Earlier this month, Erin Eddy rented out his fifth house in Ouray—none of which are for himself. Co-founder of Ouray Brewing Company, Eddy has been leasing properties in order to subsidize housing for his employees. After struggling to staff up, especially in the kitchen, he felt prompted to scramble for solutions; especially since three more full-time employees had been priced-out of housing in the Colorado mountain town over the previous weeks. Understaffed, he’s begun closing at 7 p.m. instead of 9 p.m., and opening to lines of waiting customers. On a recent Wednesday, Ouray Brewing’s waitlist was 100 people deep all day.

Simply put: The brewery is slammed.

“Staff will call and say, ‘What do you want me to do? It’s 6:30 p.m. and I’ve got 100 people on the waitlist,’” Eddy says. He instructs them to close. “I’m trying to not kill the few kitchen people I have left.”

Mountain towns throughout Colorado are facing a similar pinch. They’re bustling more than ever. Since the pandemic, as more companies allow employees to work remotely, people have been relocating without forfeiting high-end salaries, and second homeowners have started extending their stays. That increased demand is driving up housing prices, which jumped 20 to 40 percent just last year, according to research commissioned by the Colorado Association of Ski Towns and Northwest Colorado Council of Governments. The “Mountain Migration” report found that an ongoing concern around affordable housing in these towns is tipping over to a crisis. Housing was already a significant cost burden for many locals, and now even more are finding themselves priced out of town.

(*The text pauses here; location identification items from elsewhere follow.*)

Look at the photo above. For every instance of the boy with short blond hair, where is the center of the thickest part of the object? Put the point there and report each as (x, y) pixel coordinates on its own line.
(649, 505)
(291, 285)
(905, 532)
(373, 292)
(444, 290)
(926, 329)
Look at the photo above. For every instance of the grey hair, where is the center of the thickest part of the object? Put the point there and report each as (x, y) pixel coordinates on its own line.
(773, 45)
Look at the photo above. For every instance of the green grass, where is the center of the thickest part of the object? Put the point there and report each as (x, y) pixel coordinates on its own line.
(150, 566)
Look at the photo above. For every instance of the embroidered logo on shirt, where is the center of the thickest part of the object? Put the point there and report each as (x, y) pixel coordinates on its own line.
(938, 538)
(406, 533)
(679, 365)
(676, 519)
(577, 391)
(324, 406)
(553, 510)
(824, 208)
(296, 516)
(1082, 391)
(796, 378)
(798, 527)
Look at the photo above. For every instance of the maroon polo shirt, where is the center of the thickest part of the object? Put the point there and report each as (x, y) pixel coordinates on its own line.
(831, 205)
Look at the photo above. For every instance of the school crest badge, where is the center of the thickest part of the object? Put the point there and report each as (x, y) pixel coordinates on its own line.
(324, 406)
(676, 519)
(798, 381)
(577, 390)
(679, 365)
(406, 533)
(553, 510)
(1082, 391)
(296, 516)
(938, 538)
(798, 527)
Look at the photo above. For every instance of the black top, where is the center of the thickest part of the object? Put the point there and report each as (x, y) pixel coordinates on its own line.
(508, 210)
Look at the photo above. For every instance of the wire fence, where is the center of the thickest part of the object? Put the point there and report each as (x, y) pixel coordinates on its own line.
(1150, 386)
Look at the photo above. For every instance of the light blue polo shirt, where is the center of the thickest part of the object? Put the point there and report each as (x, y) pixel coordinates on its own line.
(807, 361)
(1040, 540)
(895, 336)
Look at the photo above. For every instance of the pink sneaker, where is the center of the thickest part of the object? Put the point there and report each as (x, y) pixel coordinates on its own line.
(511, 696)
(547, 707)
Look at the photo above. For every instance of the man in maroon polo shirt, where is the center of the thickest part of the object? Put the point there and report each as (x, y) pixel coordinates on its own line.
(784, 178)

Workforces for restaurants, bus lines, and shops are dwindling.

“What’s really at stake with all of this is: If folks can’t live in the community where they work, do you have a community?” asks Margaret Bowes, executive director of the Colorado Association of Ski Towns. Bowes reports seeing services reduced throughout various mountain towns, whether that’s a local transit system that can’t run every route because of too few drivers, or long waits, abbreviated menus, and seating sections closed at restaurants. The situation is brutal for residents trying to eke out a living, but visitors are also annoyed, whether it’s the long lines to dine or unavailability of rental bicycles due to the lack of shop mechanics.

“We’re starting to see signs [posted] at some businesses that say ‘Help wanted, and please be patient, we’re short-staffed,’” says Bowes, who lives in Dillon.

The housing shortage isn’t a new problem, Bowes explains. Summit County Combined Housing Authority once hired a housing authority director—someone tasked with mitigating a housing crunch. They ended up resigning because (go figure) they couldn’t find a house. Now, for job applicants at many businesses, the first question is whether or not they have housing. When businesses do that, Bowes says, the number of applications drops to zero.

(Read More: Colorado Mountain Towns Have an Affordable Housing Problem. Wildfires Will Make It Worse)

“Now that bars are allowed to operate, we’re seeing more calls late in the evening, and we just don’t have enough drivers to have someone available through that closing-of-the-bar shift,” says Edward Lerner, a driver with Jake’s Mountain Shuttle, which runs out of Frisco. The shuttle company is down drivers this summer by about half, which can mean longer waits for people needing a last-minute ride. The few drivers who are on the schedule are playing musical chairs to get the job, he says. “Typically, we would have had other people wanting to hustle and make money on those busy nights.”

Lerner was fortunate enough to find housing through a family relative. But the prospects for others are bleek. “It’s getting harder and harder to put down roots as a young person up here.”

At Ouray Brewing, Eddy expects the situation to get worse in August, when students he’s hired return to school. “I won’t be surprised if by Labor Day I’m closing several days a week,” Eddy says. “Now, I’m raising wages, closing earlier, absorbing more and more housing costs, and ultimately, it’s like, why am I doing this?” he reflects. “What’s left at the end?”